The pattern matching is legible. The framework is a transparency tool that experts don’t need — they already know what they know.

So the AI isn’t Klein’s novice. It’s something weirder — an entity with immense pattern-matching ability and zero metacognitive access. An LLM has seen more production incidents than any senior engineer alive. It has pattern-matched across millions of codebases, debug logs, and architecture discussions. The issue isn’t that it can’t pattern-match — it’s that the pattern matching is invisible. You can’t see which patterns it’s drawing on, and more importantly, you can’t see where the gaps are. A model will confidently pattern-match to the wrong answer and you have no way to tell that’s what happened.

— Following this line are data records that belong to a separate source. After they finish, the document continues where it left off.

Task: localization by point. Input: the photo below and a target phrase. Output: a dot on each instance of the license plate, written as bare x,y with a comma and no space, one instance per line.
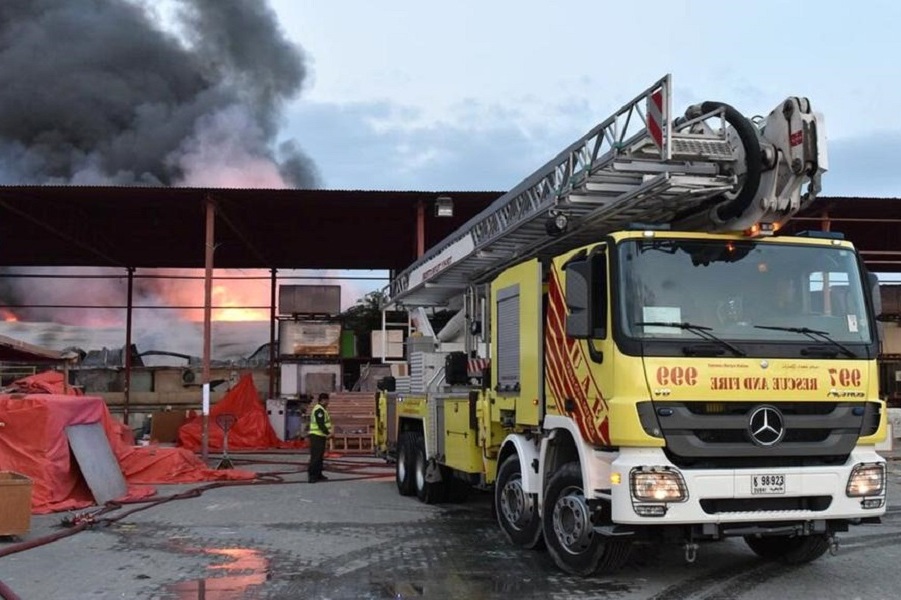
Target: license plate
767,484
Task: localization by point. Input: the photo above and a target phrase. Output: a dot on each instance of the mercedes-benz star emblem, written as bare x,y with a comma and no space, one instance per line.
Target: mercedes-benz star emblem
766,426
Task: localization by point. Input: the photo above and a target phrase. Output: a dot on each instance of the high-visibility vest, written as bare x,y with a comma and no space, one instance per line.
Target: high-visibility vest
314,426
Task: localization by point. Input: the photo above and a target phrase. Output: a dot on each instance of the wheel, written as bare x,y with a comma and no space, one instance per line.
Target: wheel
790,550
456,490
517,511
429,492
404,468
568,526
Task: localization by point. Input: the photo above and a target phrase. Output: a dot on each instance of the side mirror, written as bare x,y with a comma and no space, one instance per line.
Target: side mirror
586,296
578,300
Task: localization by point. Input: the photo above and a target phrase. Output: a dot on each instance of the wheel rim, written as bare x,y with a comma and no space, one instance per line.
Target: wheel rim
572,521
516,506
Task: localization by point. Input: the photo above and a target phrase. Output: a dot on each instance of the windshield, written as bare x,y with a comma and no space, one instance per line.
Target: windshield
740,290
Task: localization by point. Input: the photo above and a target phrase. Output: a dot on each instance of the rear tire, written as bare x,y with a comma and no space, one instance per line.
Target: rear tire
406,457
429,492
568,526
517,511
790,550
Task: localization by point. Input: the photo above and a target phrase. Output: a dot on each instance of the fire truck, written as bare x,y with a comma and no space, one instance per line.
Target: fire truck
637,356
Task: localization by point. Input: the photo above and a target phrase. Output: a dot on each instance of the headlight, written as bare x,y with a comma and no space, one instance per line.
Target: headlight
866,480
657,485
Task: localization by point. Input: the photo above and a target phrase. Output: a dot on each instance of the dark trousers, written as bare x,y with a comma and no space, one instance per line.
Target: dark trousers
317,454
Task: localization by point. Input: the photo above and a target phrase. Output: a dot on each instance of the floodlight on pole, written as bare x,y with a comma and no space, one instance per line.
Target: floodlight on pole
444,206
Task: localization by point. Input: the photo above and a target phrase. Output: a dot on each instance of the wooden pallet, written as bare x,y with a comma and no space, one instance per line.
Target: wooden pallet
353,422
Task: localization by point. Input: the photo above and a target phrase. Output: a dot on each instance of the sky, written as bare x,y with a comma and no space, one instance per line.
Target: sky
411,95
475,95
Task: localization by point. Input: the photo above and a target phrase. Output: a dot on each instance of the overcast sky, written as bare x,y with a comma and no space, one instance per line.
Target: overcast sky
474,95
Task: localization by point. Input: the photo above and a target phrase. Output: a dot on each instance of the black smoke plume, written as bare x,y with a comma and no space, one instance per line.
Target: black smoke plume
96,92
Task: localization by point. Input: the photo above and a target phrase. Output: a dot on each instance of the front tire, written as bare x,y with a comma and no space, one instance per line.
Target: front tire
790,550
517,511
568,526
404,468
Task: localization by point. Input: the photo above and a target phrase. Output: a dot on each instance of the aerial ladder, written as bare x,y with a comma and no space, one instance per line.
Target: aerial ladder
711,169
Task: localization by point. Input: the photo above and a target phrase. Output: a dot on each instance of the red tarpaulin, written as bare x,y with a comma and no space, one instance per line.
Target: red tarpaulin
250,431
33,442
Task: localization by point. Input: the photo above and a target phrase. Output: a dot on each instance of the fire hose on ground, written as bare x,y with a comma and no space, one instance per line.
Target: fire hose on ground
95,518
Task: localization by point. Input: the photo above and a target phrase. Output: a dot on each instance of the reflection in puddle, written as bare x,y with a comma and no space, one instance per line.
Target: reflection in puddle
252,566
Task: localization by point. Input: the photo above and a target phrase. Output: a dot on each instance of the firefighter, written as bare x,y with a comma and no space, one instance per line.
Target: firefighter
320,431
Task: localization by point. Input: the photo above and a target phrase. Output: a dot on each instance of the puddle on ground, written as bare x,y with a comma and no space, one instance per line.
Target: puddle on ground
244,569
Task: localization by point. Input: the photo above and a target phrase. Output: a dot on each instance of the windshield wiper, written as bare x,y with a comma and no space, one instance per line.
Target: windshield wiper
700,330
814,334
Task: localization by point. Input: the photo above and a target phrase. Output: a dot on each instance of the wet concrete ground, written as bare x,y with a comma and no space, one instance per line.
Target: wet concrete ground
355,537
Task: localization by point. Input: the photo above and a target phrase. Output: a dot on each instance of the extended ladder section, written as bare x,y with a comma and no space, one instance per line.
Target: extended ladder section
639,165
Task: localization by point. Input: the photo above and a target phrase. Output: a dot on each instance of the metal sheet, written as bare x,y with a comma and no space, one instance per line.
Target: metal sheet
98,465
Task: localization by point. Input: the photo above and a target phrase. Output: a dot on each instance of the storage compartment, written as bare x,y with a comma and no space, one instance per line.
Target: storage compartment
15,503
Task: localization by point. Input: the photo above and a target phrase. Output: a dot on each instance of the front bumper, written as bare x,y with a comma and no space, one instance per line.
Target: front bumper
726,495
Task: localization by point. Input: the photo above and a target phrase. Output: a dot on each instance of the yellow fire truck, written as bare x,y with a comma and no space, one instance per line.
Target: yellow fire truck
636,354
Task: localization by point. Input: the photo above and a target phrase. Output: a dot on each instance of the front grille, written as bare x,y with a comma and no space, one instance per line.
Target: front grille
733,505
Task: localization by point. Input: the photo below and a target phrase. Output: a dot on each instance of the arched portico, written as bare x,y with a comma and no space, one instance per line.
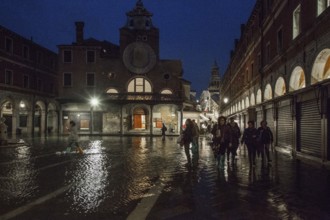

The structured technique doesn’t give the AI something it lacks. It gives you a way to verify what it’s doing.

This shows up everywhere in AI coding workflows. The deep-research skill forces the model through assumptions checking before it starts searching — not because the model can’t form assumptions, but because you can’t see which assumptions it’s making. The verification-before-completion skill is an iron law: don’t claim something works without running the proof command. The model will confidently tell you it works. The proof command catches the confident hallucination. The systematic-debugging skill enforces “no fixes without root cause” as a binding constraint. Left to its own, the model shotgun-fixes symptoms — plausible fixes that don’t actually solve anything.

The CIA developed these frameworks because human analysts have cognitive biases. The techniques are bias correctors. But the AI doesn’t have the same biases. It has a different problem: the pattern matching works, but you can’t see the seams. The technique solves a different failure mode for the AI, and the solution turns out to be the same shape.

The AI doesn’t need the framework to make good decisions. You need it to see the decisions it’s already making. And that’s why these 70-year-old techniques work better on AI than they ever did on the analysts they were built for — not because the AI lacks the patterns, but because the human can explain theirs.

Not every task needs a five-phase pipeline. But the ones that do need it, the AI needs it more than you do.